The focus in the marketplace remains almost entirely concentrated on silver and the silver bubble’s developing story. The CME hiked the margin requirements for silver speculation for the third time in a week, and the higher amounts necessary for gambling in the white metal will become effective as of the close of business tonight. Yesterday, the price of silver fell by more than 8% (and by 13% earlier, ahead of Monday trading) and the price slide extended by an additional 2% during the overnight trading hours in Asia.
A number of small players were likely driven out of the market by the successive CME margin hikes, albeit not every analyst regards the participatory requirement changes as having necessarily been the catalyst for the $7, virtually insta-plunge in the value of the white metal, since it touched fresh records but failed to close above the psychological round figure.

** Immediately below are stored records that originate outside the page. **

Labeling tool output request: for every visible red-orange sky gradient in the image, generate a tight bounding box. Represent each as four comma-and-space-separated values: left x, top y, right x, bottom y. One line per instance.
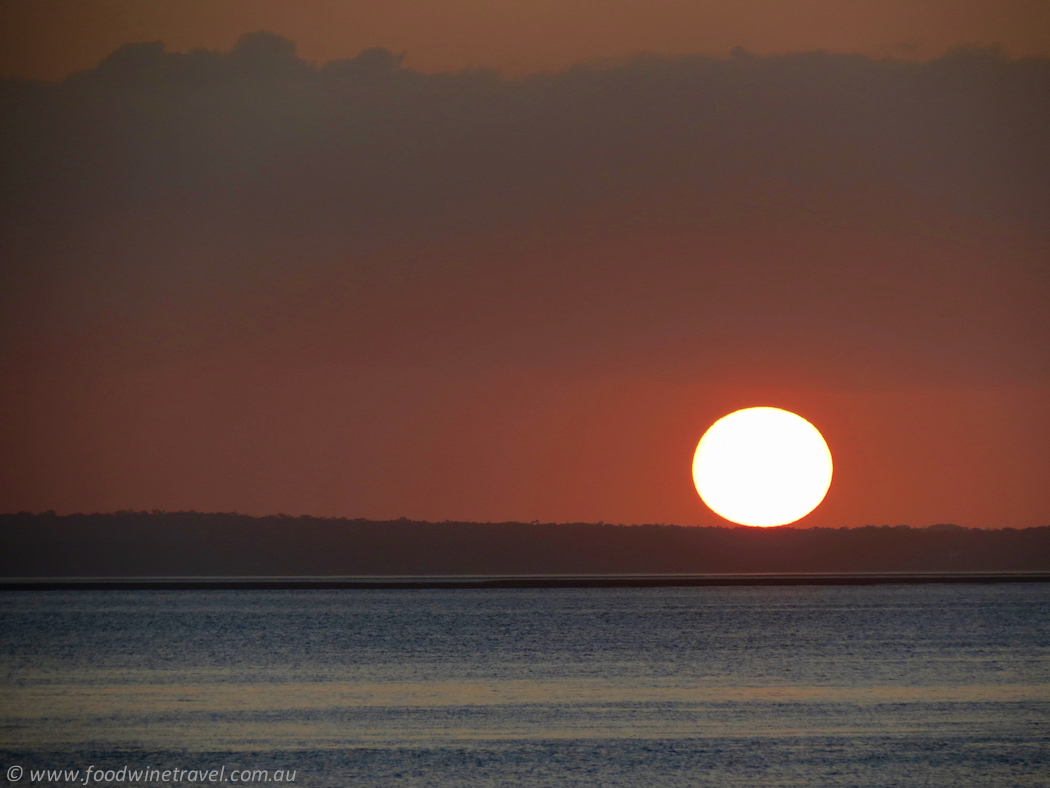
0, 0, 1050, 527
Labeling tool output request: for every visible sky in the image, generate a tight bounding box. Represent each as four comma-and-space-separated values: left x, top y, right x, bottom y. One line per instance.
0, 0, 1050, 527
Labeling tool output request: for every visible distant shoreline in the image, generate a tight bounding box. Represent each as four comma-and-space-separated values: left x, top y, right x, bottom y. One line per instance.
0, 572, 1050, 592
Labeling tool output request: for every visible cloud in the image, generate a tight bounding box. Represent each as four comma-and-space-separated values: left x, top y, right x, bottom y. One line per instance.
0, 33, 1050, 382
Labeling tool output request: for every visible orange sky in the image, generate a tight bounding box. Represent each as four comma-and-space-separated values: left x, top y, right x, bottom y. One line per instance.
6, 0, 1050, 79
0, 0, 1050, 527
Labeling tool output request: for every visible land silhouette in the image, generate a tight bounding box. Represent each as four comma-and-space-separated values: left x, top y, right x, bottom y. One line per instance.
0, 512, 1050, 578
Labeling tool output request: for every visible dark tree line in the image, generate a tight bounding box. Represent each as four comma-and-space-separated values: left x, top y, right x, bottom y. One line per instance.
0, 512, 1050, 577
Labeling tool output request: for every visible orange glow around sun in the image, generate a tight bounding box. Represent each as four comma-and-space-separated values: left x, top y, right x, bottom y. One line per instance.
693, 408, 832, 527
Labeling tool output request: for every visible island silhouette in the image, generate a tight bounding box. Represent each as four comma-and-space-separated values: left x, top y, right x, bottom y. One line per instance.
0, 512, 1050, 578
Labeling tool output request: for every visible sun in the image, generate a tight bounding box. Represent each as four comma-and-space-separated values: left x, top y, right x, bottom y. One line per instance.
693, 408, 832, 526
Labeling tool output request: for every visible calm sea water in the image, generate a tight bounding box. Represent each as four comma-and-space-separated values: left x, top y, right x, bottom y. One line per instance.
0, 584, 1050, 788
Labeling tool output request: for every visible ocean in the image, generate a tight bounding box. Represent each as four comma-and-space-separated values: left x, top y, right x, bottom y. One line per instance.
0, 583, 1050, 788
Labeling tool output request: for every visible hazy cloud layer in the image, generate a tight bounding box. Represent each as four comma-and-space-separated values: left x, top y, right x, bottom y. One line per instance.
0, 34, 1050, 382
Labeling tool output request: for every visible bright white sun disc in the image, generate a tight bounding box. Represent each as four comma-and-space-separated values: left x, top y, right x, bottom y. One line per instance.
693, 408, 832, 526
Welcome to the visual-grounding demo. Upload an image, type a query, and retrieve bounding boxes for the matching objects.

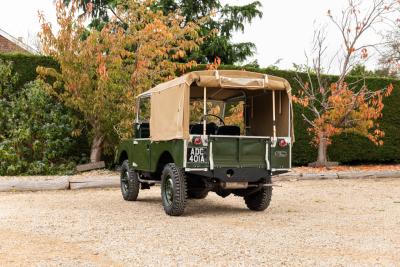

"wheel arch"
[117,150,129,166]
[156,151,175,180]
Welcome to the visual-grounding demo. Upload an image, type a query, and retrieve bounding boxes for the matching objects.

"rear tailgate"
[209,136,270,168]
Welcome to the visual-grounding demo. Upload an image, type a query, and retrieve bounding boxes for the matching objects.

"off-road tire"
[188,189,208,199]
[244,177,272,211]
[161,163,187,216]
[120,160,140,201]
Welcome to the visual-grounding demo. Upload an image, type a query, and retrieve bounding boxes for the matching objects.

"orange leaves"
[361,48,368,59]
[293,82,393,149]
[292,95,309,107]
[385,84,393,97]
[207,57,221,70]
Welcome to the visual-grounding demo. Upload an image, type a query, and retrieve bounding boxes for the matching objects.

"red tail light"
[193,137,203,146]
[279,139,287,147]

According to CFTC-sourced data, the net-long positions in both gold and silver experienced contract shrinkage in the latest reporting period. On the other hand, the recent dip in prices may be helpful in boosting gold sales in India ahead of the May 6 Akshaya Tritiya festival – one of the most auspicious times to buy small pieces of gold and silver.
This morning’s price action started off to the downside in New York. Spot gold traded at $1,544.10 on the bid-side and showed a loss of $1.50 after having traded down to near $1,535.00 during the early hours. Current support in gold is believed to be found near $1,531.00 the ounce. Silver fell 32 cents to start the session off at $43.61 per ounce. Support in the white metal is thought to emerge around the $42.15 area and then not until the roughly $39.50 value zone.
Platinum and palladium opened flat-to-down this morning but turned slightly higher within the first half-hour of trading action. The initial quotes came in at $1,859.00 for the former and at $769.00 for the latter. Rhodium dropped $70 to the $2,130.00 per troy ounce level. While the recent patterns in the noble metals space may be indicative of the fact that speculators are beginning to discard major concerns about the metals in the wake of the Japanese quake in March, the latest in CFTC positioning data does give some reasons for concern.